Due to how widespread support for regex is in many languages, people feel like regex is a good tool to reach out for when you need to match over some text. Whether it be while writing a parser, validating some input or whatever else. I’m here to argue that while there are some small valid uses for regex that are very useful, most uses of regex are an abuse of them. This is because people writing regex usually don’t really know how to parse themselves. So they just use whatever tool they know how to use.

How your regex is ran

To be run, your regex first goes through a few steps:

Tokenizing - the regex is read and converted into tokens
Parsing - the tokens are converted into a syntax tree that can be walked through and more easily worked with by code
Compilation - the syntax tree is read and compiled into instructions for a regex virtual machine
Optimization (optional) - the instructions are ran through an optimizer and then turned into more efficient code

By the time all of this is done your program has run through a couple thousand lines of code. Now you have a compiled regex expression and can run it through the regex virtual machine.

Regex is bad

From a performance standpoint, doing all those steps already is much slower than calling any small function. Running through a virtual machine means at least a few levels of indirection which is likely to thrash the cache and just runs a lot more code to do the same thing. So just by using regex, you’re letting go of performance. But ok, you don’t care about performance. I get it, no one cares about performance anymore. So let’s look at the other reason why regex is bad.

Regex is unmaintainable

Comprehending any reasonable complex regex expression is a huge waste of time. Let’s look at this example I copied from stackoverflow:

"^(?=.*[A-Za-z])(?=.*\d)[A-Za-z\d]{8,}$"

Can you guess what it does at a glance without opening the link, seeing a comment or using one of those regex explainer tools? Probably not. Here’s what it does:

Minimum eight characters, at least one letter and one number

Now look at what the alternative is:

// note: isAlphanumeric, isNumber and isAlpha are not real javascript functions
// but they're here to prove a point not to write absolutely correct code
function isValidPassword(password: string): bool {
  if (password.length < 8) {
    return false;
  }

  let charCount = 0;
  let numCount = 0;

  for (const c of password) {
    if (!c.isAlphanumeric()) {
      return false;
    }

    if (c.isNumber()) numCount += 1;
    if (c.isAlpha()) charCount += 1;
  }

  return charCount >= 1 && numCount >= 1;
}

It is more “verbose” but you can actually understand what it’s doing and if you wanted to update the validation you can easily change it and reason about it. Meanwhile for the regex version it might take you a couple tries and you might even need to completely scrap your current implementation. Even if you were a regex wizard, other people aren’t. So your regex is just objectively harder to understand and maintain.

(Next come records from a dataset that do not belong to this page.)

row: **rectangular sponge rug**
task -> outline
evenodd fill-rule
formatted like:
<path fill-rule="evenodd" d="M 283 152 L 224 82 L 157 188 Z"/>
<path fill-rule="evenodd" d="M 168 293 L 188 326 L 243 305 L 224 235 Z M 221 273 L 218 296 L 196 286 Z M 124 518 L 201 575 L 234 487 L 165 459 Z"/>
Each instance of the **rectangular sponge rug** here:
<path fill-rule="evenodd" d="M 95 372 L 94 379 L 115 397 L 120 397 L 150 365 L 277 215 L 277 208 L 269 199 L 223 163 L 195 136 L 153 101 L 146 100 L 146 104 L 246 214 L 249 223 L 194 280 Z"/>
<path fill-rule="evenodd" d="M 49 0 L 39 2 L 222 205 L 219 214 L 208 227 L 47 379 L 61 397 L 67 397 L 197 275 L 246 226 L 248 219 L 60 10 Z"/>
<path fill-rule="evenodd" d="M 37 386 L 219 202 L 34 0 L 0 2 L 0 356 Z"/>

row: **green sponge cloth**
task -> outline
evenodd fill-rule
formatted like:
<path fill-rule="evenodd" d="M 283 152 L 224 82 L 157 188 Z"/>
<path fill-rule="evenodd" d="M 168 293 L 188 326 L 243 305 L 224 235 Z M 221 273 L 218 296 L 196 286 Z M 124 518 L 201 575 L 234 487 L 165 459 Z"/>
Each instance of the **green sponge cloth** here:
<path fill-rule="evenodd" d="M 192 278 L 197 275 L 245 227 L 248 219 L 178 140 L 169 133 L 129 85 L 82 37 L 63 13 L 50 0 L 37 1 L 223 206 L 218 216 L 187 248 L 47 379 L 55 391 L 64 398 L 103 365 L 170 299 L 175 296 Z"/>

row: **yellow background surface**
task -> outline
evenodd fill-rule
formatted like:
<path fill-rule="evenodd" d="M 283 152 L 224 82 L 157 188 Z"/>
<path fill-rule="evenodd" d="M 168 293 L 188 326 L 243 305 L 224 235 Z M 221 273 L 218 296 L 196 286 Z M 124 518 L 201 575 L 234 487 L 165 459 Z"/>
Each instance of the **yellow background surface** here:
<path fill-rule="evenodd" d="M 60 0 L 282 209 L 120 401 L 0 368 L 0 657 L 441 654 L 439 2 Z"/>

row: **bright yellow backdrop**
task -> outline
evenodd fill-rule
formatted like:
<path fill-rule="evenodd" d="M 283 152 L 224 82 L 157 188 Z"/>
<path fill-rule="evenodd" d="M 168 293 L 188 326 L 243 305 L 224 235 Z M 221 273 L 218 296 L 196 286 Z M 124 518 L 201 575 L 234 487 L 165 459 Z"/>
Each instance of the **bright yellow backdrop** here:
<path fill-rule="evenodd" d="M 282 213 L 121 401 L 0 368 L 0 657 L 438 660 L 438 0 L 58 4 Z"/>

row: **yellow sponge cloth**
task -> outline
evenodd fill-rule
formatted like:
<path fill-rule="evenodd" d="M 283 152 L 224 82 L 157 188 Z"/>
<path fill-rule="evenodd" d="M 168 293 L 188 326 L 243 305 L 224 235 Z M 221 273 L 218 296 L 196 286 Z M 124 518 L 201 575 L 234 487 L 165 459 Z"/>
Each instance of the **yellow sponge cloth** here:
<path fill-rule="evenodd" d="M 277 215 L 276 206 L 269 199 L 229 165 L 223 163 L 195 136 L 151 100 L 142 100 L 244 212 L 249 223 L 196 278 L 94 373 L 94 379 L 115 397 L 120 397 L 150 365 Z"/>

Regex can’t give good error messages

The only thing you get from using a regex is a match or not a match. You can’t really give good error messages with it. If you write the parser yourself and you know what is and isn’t expected, you can give more meaningful error messages than “password doesn’t match regex” or whatever.

Regex is good actually

Regex is not a good tool for validation and parsing. People use them as such but they’re not a good tool for that. It’s not a replacement for knowing how to parse. If your program requires user interactivity to do matches, then regex is a good tool. Things like search functionality in text editors, the find tool on browsers and so on are good use cases, for a regex engine in your program.

But if you already know the shape of the thing you want to match against and it’s not supplied by the user, then you’re probably better off writing your own validation/parser. You’ll get better performance, better errors and more understandable and maintainable code.